Sandy Stiver, 14, and her sister-in-law Martha Stiver, 17, disappeared in 1968 after running away from home in Philadelphia. Hazel DeMoss said both teens were "wild," but the family doesn't know what compelled them to flee that summer day.
Sandy's body was found in August 1968, about a week after authorities said she had been shot several times with a .22-caliber weapon. Martha's remains were recovered the following April about five miles away in French Creek State Park in Elverson. Her cause of death could not be determined, but authorities say she was also murdered.
Neither victim could be identified and no connection to the Philadelphia missing-persons case was made.
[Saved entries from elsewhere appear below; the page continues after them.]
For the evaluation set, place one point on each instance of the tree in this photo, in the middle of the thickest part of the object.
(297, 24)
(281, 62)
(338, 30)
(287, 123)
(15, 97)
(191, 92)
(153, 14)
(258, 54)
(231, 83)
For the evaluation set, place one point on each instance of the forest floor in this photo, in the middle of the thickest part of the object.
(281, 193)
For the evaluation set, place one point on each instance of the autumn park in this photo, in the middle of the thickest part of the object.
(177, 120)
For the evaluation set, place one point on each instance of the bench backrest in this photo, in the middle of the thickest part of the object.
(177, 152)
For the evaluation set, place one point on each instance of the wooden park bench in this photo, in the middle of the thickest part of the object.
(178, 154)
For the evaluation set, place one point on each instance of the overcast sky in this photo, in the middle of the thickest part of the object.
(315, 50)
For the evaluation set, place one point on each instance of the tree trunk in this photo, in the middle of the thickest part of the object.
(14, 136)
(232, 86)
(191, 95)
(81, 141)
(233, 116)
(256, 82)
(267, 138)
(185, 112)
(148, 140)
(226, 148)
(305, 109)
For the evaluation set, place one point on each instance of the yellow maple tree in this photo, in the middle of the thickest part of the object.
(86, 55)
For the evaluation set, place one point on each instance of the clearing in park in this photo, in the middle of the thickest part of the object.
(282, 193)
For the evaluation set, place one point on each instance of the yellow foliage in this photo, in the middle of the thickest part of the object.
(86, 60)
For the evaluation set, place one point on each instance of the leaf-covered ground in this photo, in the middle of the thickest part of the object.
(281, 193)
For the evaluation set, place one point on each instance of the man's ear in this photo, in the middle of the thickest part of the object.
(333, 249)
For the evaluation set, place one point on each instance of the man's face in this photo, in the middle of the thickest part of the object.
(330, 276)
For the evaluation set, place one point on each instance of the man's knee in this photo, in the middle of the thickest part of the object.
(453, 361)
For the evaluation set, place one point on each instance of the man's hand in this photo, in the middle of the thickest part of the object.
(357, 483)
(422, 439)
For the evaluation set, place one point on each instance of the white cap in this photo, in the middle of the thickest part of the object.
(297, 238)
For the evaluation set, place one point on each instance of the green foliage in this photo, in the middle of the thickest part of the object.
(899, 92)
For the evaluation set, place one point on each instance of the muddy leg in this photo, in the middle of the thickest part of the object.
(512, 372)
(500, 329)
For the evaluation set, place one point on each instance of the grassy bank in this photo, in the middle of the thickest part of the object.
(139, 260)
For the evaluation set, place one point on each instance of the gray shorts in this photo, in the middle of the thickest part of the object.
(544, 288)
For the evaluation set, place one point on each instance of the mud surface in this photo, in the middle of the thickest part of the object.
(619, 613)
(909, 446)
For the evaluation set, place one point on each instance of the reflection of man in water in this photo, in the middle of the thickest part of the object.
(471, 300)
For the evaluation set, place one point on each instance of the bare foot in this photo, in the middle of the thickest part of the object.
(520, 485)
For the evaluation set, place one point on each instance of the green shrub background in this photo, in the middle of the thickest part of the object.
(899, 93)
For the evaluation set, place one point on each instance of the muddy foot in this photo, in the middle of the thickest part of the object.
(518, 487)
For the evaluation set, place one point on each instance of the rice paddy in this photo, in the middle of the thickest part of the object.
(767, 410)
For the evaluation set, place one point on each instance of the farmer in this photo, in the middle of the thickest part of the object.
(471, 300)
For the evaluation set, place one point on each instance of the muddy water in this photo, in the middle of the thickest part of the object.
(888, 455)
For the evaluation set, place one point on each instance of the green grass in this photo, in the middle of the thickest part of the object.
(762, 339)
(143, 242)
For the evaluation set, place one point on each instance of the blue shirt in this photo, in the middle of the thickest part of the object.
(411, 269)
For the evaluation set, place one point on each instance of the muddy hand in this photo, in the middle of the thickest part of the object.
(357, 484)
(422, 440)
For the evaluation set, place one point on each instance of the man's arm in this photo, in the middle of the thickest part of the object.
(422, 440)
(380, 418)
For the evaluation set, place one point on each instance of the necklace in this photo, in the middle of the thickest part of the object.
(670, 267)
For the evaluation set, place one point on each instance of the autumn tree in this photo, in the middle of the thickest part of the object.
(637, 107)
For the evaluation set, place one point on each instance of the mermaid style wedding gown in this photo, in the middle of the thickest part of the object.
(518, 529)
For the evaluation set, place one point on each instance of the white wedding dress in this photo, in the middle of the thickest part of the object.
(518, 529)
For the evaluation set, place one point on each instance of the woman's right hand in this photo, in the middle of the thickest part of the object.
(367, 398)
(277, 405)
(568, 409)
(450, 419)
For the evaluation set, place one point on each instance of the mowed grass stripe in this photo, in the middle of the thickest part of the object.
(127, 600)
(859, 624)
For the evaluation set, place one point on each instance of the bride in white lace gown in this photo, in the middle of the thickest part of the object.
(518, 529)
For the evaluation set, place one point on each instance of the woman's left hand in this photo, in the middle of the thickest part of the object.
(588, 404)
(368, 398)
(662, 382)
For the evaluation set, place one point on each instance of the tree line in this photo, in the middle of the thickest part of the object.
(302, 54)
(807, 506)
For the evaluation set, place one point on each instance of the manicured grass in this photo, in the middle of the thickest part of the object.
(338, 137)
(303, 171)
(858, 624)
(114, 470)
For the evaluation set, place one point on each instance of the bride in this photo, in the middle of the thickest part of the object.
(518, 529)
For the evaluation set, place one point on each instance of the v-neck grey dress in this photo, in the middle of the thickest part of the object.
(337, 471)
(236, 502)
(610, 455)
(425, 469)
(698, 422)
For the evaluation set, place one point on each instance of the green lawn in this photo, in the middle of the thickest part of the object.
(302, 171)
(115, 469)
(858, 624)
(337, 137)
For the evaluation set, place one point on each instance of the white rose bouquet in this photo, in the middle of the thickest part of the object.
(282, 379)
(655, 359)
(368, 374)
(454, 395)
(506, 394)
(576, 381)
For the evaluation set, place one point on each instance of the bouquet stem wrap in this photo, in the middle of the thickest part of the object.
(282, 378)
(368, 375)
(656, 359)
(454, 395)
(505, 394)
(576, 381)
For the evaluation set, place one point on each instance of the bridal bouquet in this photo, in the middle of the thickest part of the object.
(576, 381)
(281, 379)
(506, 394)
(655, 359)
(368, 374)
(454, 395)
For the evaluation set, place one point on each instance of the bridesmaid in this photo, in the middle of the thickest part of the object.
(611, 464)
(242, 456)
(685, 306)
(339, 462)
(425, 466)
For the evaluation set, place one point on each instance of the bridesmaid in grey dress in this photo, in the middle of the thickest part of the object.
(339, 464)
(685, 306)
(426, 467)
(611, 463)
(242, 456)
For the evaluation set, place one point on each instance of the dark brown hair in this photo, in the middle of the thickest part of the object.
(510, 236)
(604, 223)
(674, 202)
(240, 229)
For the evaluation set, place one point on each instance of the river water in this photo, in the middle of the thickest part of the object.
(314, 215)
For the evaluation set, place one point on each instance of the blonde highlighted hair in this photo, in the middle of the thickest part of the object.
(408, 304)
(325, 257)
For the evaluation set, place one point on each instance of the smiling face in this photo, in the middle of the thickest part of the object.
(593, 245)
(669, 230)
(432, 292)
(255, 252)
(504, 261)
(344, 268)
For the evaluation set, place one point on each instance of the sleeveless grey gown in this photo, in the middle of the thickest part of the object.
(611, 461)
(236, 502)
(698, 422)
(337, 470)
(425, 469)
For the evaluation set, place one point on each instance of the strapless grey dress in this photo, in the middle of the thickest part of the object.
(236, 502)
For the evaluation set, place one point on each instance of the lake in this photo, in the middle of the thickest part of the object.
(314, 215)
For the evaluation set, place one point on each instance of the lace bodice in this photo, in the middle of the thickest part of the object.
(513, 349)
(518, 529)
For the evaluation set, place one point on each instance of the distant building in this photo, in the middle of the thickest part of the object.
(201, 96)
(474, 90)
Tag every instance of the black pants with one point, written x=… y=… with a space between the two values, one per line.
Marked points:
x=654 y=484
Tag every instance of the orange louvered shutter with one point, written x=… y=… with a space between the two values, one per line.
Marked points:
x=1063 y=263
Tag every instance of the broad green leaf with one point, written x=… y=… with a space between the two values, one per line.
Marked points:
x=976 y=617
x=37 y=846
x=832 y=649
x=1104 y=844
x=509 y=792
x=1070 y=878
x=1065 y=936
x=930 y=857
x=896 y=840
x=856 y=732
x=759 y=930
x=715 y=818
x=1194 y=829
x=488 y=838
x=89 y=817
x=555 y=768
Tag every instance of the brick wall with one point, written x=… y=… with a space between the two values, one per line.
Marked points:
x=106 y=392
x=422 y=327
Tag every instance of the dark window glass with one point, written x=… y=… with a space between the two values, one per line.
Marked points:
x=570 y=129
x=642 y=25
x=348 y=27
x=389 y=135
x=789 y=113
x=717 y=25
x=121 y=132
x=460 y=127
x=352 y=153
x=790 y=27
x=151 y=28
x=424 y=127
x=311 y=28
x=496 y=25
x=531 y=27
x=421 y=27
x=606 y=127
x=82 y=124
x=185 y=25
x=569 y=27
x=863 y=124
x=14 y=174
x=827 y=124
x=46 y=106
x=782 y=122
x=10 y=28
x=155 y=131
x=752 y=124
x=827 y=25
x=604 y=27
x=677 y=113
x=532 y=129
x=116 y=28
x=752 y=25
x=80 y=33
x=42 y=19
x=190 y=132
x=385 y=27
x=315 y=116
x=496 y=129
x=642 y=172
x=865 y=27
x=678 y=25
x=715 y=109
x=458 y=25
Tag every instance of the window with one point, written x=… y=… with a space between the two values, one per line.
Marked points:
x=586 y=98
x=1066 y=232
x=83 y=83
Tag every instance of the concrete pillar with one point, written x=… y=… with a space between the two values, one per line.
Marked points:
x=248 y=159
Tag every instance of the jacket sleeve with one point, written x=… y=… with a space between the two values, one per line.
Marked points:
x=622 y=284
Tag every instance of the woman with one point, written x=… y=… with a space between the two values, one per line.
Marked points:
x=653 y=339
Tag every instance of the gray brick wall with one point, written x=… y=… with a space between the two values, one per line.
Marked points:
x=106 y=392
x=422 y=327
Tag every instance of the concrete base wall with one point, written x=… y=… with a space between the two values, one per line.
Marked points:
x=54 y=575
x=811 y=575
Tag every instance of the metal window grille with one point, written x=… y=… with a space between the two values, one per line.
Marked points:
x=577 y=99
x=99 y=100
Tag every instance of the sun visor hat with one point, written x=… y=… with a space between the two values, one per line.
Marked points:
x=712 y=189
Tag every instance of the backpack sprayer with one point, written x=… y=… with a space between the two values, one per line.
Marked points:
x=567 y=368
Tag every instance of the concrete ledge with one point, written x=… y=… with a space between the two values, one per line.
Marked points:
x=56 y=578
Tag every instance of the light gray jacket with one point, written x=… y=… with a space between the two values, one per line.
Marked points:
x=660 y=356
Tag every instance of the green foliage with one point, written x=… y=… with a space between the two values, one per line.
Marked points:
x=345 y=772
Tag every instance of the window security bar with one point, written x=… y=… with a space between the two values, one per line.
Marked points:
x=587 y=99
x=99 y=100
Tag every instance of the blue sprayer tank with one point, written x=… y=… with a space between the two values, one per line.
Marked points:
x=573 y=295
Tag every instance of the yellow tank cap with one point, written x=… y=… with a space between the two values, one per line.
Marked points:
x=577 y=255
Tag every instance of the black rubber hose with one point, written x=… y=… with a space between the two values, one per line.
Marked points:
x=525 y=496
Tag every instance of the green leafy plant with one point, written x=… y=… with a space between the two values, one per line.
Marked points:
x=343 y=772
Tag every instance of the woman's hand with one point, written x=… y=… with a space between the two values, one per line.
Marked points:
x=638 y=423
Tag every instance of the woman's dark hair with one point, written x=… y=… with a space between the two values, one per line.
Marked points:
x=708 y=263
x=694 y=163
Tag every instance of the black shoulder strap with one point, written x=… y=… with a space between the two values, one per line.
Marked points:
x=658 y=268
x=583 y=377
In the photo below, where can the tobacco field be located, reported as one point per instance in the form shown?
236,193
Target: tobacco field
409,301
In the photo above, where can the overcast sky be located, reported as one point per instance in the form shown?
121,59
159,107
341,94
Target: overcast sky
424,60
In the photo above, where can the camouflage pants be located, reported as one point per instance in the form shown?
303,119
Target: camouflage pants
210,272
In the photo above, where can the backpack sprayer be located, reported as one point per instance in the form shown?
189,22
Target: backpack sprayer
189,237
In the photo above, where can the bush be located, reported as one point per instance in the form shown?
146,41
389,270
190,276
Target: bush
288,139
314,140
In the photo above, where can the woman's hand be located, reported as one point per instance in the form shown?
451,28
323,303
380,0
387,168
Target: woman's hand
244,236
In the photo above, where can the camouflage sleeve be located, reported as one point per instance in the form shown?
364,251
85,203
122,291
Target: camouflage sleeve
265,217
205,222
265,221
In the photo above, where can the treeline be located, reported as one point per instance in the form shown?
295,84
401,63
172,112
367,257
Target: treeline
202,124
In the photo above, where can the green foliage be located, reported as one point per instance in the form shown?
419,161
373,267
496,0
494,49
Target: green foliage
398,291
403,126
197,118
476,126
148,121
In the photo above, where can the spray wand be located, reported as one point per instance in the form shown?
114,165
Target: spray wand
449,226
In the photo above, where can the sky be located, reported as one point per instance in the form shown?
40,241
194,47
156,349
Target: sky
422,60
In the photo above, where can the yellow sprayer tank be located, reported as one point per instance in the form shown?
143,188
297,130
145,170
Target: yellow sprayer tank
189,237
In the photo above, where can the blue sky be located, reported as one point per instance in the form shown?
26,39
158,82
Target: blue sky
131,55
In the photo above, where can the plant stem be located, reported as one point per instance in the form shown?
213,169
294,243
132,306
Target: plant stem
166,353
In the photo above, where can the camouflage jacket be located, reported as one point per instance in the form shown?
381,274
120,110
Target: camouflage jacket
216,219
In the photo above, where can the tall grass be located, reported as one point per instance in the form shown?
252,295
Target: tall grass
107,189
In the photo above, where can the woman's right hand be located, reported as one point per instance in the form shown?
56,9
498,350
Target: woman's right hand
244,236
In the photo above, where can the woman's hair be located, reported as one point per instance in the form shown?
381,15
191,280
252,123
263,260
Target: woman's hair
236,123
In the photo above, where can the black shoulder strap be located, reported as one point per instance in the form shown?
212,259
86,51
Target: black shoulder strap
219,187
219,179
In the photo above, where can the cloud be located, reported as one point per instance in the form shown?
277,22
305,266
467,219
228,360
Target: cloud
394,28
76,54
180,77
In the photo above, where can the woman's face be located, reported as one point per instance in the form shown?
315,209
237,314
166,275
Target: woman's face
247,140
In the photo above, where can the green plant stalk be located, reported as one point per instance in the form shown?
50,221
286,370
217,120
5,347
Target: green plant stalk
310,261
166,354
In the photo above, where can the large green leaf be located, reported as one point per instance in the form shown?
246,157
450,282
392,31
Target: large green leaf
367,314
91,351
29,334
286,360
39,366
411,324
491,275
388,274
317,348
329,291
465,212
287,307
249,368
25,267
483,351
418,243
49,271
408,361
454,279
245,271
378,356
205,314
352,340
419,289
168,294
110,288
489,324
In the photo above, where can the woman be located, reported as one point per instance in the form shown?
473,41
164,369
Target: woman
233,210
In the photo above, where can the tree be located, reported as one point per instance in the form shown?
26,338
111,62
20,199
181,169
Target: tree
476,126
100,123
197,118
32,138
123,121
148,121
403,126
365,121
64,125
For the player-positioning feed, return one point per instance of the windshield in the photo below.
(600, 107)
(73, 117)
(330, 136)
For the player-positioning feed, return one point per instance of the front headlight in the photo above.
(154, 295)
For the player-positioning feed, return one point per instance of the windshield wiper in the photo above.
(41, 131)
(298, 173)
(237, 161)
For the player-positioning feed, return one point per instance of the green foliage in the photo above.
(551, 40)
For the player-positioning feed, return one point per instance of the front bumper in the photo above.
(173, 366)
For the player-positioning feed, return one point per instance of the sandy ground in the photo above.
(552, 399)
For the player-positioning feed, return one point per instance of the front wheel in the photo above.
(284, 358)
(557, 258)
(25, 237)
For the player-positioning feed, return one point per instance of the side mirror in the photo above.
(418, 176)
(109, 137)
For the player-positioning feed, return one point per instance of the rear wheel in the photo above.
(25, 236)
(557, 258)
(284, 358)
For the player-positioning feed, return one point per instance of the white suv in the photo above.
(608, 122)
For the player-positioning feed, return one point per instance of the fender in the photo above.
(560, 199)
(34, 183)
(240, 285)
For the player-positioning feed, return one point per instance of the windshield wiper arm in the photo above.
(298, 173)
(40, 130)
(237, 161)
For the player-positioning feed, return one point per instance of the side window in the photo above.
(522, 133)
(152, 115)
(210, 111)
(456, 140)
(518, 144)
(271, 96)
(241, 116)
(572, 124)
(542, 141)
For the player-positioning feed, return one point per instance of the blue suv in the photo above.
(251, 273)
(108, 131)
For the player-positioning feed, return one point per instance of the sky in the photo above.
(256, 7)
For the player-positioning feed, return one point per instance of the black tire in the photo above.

The teens were buried in adjoining, unmarked graves in a potter's field outside Reading, about 60 miles northwest of Philadelphia.
The family moved to Ohio, but never stopped searching, and wondering.
"You're always looking at somebody on a street corner and thinking it's them," said Tom Stiver, brother of Sandy and husband of Martha.
Decades later, Hazel DeMoss found information about two unidentified murder victims on the website of the Doe Network, a group of amateur sleuths that seeks to attach names to unidentified bodies, and suspected they might belong to her family members.
Authorities used an old cemetery map and ground-penetrating radar to locate the bodies. They were exhumed last fall and sent to the University of North Texas Center for Human Identification.
Sandy's elderly mother, Elizabeth Stiver, choked back tears and held a tissue over her mouth as Berks County Coroner Dennis Hess slid a metal box with her daughter's ashes in front of her. The remains of Martha Stiver will be sent to her family separately.
"If there's anyone out there with any kind of information from 1968, when these murders took place ... please, it's time to have a conscience and it's time to fess up," Hess said Monday.
State police say they are pursuing active leads.